A quick survey of the thread seems to indicate the 7b parameter LLaMA model does about 20 tokens per second (~4 words per second) on a base model M1 Pro, by taking advantage of Apple Silicon’s Neural Engine.
Note that the latest model iPhones ship with a Neural Engine of similar performance to latest model M-series MacBooks (both iPhone 14 Pro and M1 MacBook Pro claim 15.8 teraflops on their respective neural engines; it might be the same exact component in each chip). All iPhone 14 models sport 6GB integrated RAM; the MacBook starts at 8GB. All of the specs indicate an iPhone 14 Pro could achieve similar throughput to an M1 MacBook Pro.
Some people have already had success porting Whisper to the Neural Engine, and as of 14 hours ago GGerganov (the guy who made this port of LLaMA to the Neural Engine and who made the port of Whisper to C++) posted a GitHub comment indicating he will be working on that in the next few weeks.
So. With Whisper and LLaMA on the Neural Engine both showing better than real-time performance, and Apple’s own pre-existing Siri Neural TTS, it looks like we have all the pieces needed to make a ChatGPT-level assistant operate entirely through voice and run entirely on your phone. This is absolutely extraordinary stuff!

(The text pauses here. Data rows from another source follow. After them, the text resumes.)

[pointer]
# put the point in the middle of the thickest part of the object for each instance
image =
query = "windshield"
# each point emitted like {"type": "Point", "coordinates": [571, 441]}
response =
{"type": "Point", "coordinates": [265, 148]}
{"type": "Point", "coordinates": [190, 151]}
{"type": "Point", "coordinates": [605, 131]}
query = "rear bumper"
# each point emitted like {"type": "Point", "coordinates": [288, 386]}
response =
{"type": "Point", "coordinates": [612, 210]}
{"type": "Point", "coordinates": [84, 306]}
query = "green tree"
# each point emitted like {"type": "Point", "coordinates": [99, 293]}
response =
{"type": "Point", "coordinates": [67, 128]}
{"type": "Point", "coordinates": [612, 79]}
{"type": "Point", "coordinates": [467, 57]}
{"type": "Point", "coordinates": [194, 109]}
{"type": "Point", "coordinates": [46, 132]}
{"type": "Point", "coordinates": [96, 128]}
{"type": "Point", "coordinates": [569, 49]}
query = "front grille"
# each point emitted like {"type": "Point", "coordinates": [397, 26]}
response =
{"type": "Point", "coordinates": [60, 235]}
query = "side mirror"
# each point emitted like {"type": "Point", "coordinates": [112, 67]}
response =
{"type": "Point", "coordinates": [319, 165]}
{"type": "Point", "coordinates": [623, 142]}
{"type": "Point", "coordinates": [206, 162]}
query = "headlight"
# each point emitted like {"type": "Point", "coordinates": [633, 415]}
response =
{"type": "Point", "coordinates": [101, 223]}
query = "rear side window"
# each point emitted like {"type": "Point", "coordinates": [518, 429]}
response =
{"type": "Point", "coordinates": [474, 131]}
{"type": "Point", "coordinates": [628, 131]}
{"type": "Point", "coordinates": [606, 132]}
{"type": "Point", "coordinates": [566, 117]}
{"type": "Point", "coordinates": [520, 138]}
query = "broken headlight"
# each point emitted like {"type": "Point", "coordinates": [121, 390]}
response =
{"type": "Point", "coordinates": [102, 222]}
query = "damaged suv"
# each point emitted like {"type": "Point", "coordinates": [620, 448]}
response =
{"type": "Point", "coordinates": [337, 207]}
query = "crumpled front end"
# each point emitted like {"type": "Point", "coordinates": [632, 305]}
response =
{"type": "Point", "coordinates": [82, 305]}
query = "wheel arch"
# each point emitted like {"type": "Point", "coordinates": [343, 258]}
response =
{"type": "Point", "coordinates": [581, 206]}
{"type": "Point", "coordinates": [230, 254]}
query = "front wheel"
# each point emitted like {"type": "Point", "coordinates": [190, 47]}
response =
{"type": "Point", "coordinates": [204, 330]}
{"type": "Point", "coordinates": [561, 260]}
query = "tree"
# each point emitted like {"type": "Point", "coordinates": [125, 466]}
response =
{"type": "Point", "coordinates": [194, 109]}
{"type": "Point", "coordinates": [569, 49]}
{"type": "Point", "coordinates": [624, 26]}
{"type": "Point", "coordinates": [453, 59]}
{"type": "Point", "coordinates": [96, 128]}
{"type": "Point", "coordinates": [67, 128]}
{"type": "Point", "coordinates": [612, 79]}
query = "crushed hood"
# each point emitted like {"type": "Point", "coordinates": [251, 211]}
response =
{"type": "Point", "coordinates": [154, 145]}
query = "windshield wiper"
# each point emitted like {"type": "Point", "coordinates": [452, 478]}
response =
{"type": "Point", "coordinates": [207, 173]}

> All of the specs indicate an iPhone 14 Pro could achieve similar throughput to an M1 MacBook Pro.
Battery capacity and thermals are different and might be problematic. The phone might throttle performance earlier.
> it looks like we have all the pieces needed to make a ChatGPT-level assistant operate entirely through voice and run entirely on your phone.
As a demo, yes, but would loading the model be fast enough for Siri-like responsiveness? You also would want to run other programs alongside it.
And of course, for Apple to adopt something like this, we would have to get rid of the tendency of these models to derail conversations. Put in something somewhat sexist/racist/…, and it will reply with something a bit more sexist/racist/…)
> we would have to get rid of the tendency of these models [...] reply with something a bit more sexist/racist/
If you don't want it to be racist, don't say racist things to it. Also, it'll be fairly clear where the racism came from - like a parrot and their owner.
AIs that can tweet, like MS Tay, and that remote-work chatbot, get a lot of attention when they melt down. Private AIs on your phone don't seem like they'll caise any concern with the phone-using public.
I think we'll appreciate the benefits more than we'll mind that others can make it say dirty words.
At this point in time, Siri as a voice-driven assistant has become so totally and utterly useless, its not even worth comparing it to anything else. I wonder how a company can work at a feature like that for 10 years, and manage to make it worse with every release they put out.
At this point in time, Apple should be so embarrased of Siri that I really think scratching the whole thing would have a net benefit.
Scratch it, and start over. And fire everyone involved with Siri :-)
Just recently Siri would belly-up on “Turn off Living Room lightS” — it would only work if I said “light” (singular). Extremely frustrating. They fixed it, I think, but this arbitrariness and many other make me think Siri is more quirk- and algorithms-based than a true AI.
Handling smart home requests is the one thing that Siri seems to do more or less without error, at least for me. I use that multiple times per day per day, and cannot remember the last time that it did not work.
Is Siri better, or does it have you well trained? My smart home stuff works best for me because I know more of the exact labels. I was literally surprised the other day that my wife included an S and it still worked.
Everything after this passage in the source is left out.